Der SV Sonsbeck lässt sich nicht abschütteln

Die gute Vorbereitung im Sommer hatte Erwartungen geweckt, die die Mannen von Thomas Geist nicht erfüllen konnten.

Nach einem erfreulichen Saisonstart wurden die Oberliga-Fußballer des SV Sonsbeck durchgereicht. Die Gründe, warum die Rot-Weißen als Tabellenvorletzter ins neue Jahr gehen, sind vielfältig. Wichtige Spieler verletzten sich, Kapitän Thomas Tennagels musste seine Karriere beenden, in der Offensive ist der SV Sonsbeck zu schwach besetzt.

Doch noch ist der Abstand zum rettenden Ufer nicht zu groß, weshalb Trainer Geist im Brustton der Überzeugung sagt: „Der SV Sonsbeck bleibt in der Oberliga.“ Der Coach, der auf Horst Riege folgte und zum zweiten Mal bei den Rot-Weißen auf dem Trainerstuhl Platz nahm, musste zahlreiche Zugänge einbauen. Seine Wunschformation wurde früh gesprengt, weil Balltreter, die eine Führungsposition übernehmen sollten, ausfielen.

Neun sieglose Begegnungen

Die ersten drei Partien überstand der SVS schadlos, dann folgten neun sieglose Begegnungen mit zwei ganz heftigen Heimklatschen – 0:5 gegen Velbert, 0:6 gegen Hiesfeld. Selbstzweifel bei den Spielern kamen auf, die Unsicherheit wuchs. Sobald der ersten Gegentreffer fiel, lief nicht mehr viel zusammen. Fehler häuften sich. Sogar der in der vergangenen Saison so sichere Rückhalt Ahmet Taner ließ sich anstecken. Der Keeper litt unter Formschwankungen. Anderen Spielern ging es ähnlich. Die ganz jungen Kicker waren zumeist überfordert. Die Qualitätsfrage musste gestellt werden. Und wenn sich dann auch noch Einstellungsprobleme hinzugesellen, kann nicht viel Positives dabei herauskommen.

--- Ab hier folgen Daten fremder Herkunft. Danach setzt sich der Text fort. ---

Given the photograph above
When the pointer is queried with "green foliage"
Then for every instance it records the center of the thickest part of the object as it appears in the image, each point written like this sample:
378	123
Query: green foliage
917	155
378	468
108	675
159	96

Coach Geist ließ sich nicht aus der Ruhe bringen, probierte vieles im Training aus und stellte die Spielorganisation um. In den letzten fünf Partien in 2014 fing sich die Mannschaft. Geist schickte eine Dreierkette aufs Feld, zeitweise agierte sein Team mit drei Spitzen. In der defensiven Schaltzentrale fühlte sich Jan-Paul Hahn pudelwohl. Neben ihm nahm Bastian Grütter eine ganz wichtige Rolle ein. Der Neuzugang des 1. FC Kleve war ebenfalls länger verletzt ausgefallen und erzielte am Ende der Hinserie wichtige Treffer. Michael Müller, der von Tennagels die Kapitänsbinde übernahm, gab der Abwehr Halt. Jonas Kremers avancierte zum Impulsgeber im Mittelfeld. Mit einem wichtigen 3:1 im Derby über Homberg ging’s in die Winterpause. Es war ein versöhnlicher Abschluss eines Jahres, das den Anhängern einiges abgefordert hatte.

Einige Spieler hoffen auf mehr Glück in 2015. So wie Marvin Haupt oder Fabian Wenten, die sich zweimal schwerer verletzten. Andere wie Robin Schoofs oder Jan Pimingstorfer hinterließen in der Hinrunde einen bleibenden Eindruck. Die beiden Youngster, die auch in der A-Jugend zum Einsatz kommen, werden auch in der Rückrunde auf sich aufmerksam machen.

Es herrscht Ruhe

Trotz des vorletzten Tabellenplatzes herrscht Ruhe beim SVS. Während bei den Konkurrenten um den Klassenerhalt wie den SF Baumberg die Stimmung eher schlecht ist, genießt Trainer Geist das Vertrauen des Vorstands.

„In Sonsbeck herrscht keine Unruhe. Das ist unser Pluspunkt. Wir wussten, dass es eine ganz schwere Saison wird. Wir haben eine homogene Mannschaft, die gefestigt ist“, sagt der Coach, der nach wie vor an seinen Kader glaubt.

Zwei neue Spieler stoßen 2015 dazu, die die schwächelnde Offensive beleben sollen. Doch auch mit Stephan Schneider und Sebastian Santana muss die Sonsbecker Mannschaft immer wieder an ihre Leistungsgrenze gehen, damit Trainer Geist recht behalten soll. „Der SV Sonsbeck bleibt in der Oberliga“, wiederholt der Coach.